犯人だとすると森は老婆の振りをして後ろから麺棒で島田の頭部を殴り、そして突き落とした、、それ以前にも老婆は目撃されていた、、でも何故麺棒なのか、、

 それにしては、凶器かも知れない麺棒やウイッグを部屋に残しておくのは不自然だ、、、やはり”東京殺陣の会”に何か裏があるのではないだろうか、、、


9.

 その情報は別の部署から飛んできた。

 代議士の妻が覚醒剤所持の疑いで検挙されたのだが、その捜査の過程で島田がどうやらその妻を強請っていたというものだった。動機のあるもう一人の女性がいたのだ、、その妻は元々金持ちの我儘娘だそうで代議士と結婚したが、ホスト遊び癖は止まらず、更に覚醒剤もやっていたらしく、島田がそれをネタに強請っていたようなのだ。

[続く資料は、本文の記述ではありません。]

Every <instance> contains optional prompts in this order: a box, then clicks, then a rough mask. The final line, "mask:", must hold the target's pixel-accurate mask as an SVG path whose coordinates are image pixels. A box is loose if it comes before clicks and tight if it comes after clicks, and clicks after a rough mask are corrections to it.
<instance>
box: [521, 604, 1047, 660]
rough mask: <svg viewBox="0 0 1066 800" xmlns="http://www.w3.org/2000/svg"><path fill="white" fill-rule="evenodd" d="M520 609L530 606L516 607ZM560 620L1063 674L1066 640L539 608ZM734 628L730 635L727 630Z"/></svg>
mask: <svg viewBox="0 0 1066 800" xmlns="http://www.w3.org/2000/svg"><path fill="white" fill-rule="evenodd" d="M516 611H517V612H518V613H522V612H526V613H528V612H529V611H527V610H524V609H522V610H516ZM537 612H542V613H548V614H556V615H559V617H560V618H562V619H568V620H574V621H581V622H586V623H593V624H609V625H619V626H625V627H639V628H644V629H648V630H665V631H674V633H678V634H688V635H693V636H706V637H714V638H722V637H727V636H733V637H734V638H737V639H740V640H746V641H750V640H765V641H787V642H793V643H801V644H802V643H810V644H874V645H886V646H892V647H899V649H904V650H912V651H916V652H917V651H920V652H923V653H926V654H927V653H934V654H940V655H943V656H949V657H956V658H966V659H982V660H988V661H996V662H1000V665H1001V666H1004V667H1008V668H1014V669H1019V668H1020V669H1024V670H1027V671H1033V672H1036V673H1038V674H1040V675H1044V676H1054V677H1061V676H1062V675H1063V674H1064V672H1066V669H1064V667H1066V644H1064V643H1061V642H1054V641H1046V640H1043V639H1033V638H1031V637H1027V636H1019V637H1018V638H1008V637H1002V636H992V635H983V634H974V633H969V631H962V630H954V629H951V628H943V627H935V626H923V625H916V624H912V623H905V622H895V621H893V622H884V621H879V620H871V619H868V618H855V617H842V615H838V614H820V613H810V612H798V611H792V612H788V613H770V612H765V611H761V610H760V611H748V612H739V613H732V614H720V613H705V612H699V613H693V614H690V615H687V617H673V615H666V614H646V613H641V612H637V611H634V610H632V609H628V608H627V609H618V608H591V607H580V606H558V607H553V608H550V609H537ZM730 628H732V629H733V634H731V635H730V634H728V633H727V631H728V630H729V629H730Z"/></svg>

 そしてその自供の中で”東京殺陣の会”を通じて島田の殺害を高額で依頼したこともベラベラと喋ったそうだ。島田の強請りに応じて金を払っていたが、このまま一生強請られるよりは殺害する方が得だ考えたようだ。

 どうして東京殺陣の会なのかは不明だが、、どうも元々ある殺陣の会の部屋を休日に会議用として貸し出していたことがあるらしい、、、講師は左丹という名前の男性だったと供述している。

 また、左丹は保険として犯人の身代わりを立てるから心配ないと言っていたそうで、それがきっと森だったのだ、、代議士の妻は左丹に大枚叩いたようだった。。

 

 恐らく、、左丹は、島田を探り、その女の森が島田を憎んでいることも知ったことから、森に誘いのDMを送った、、休日に教室を設営し、森以外の数人の受講者はエキストラだったのだろう、全て、森に罪をかぶせる目的であったのだろう、、それなら森にやらせれば良かったのではないか、、いや、森は動機はあるが、気持ちが弱く、失敗する可能性を恐れたのではないか、それでも一応保険の意味で引き込んだのではないか、、と、思われた。。

 そして、麺棒を持ち出し殺害に使い、ウイッグも森の部屋に仕込んだのだ。。


10.

 左丹の素性も行き先も分からないが、恐らく請負の殺し屋だと思われた。

 「それじゃあ、その左丹という殺し屋が老婆に化けて島田を突き飛ばしたといいことですかね、、」

 「滝沢くん、多分そういうことだよね、、それで麺棒とかウイッグを森の部屋に仕込んだんだ」、、


・・・


 「森さん、あなたは殺人教唆、幇助になる可能性があるしね、、殺意があったから東京殺陣の会に行ったのです、それ間違いないですよね、、十分罪深いですよ」


 今にして思うと、つい無料体験受講に釣られて目がくらんだが、本当に殺したいと思っていたのだ、、実際には手を染めてないが自分でやったも同然だ、、寝覚めが悪い気がする、、


 「あのー、私はどうなるのでしょうか、、」

 「殺人未遂でもない、準備しただけ、実行もしていない、、でも本気で殺そうと思っていたでしょ、、気持ちは殺人者だよ、きっと何度も何度も殺してきたんだよね、心の中で、、、あなたは島田の犠牲者で、同情もするけどね、でもね、殺人は人としてやっちゃいけないんですよ、、もし本当に実行していたら、簡単に捕まっていましたよ、、今後は十分反省して真っ当に生きるんだね」、荒井刑事から突き放されたように言われて、、その通りだとゾッとした、、、トボトボと自分しか居ない狭い、寂しいアパートに戻る、、これから私はどうしたら良いのだろう、、多分私は依存症だ、グウタラな男しか私を見てくれないだろう、、、

 

・・・


 1年ほどして、、似たような事件が別の警察署の管轄で起こった。どうやら”東京殺人教室”がまた開かれたようだ。左丹がまたやってきたのだ、、殺人は割りに合わない、、でも、次は、、貴方にDMが届くかも知れない。。。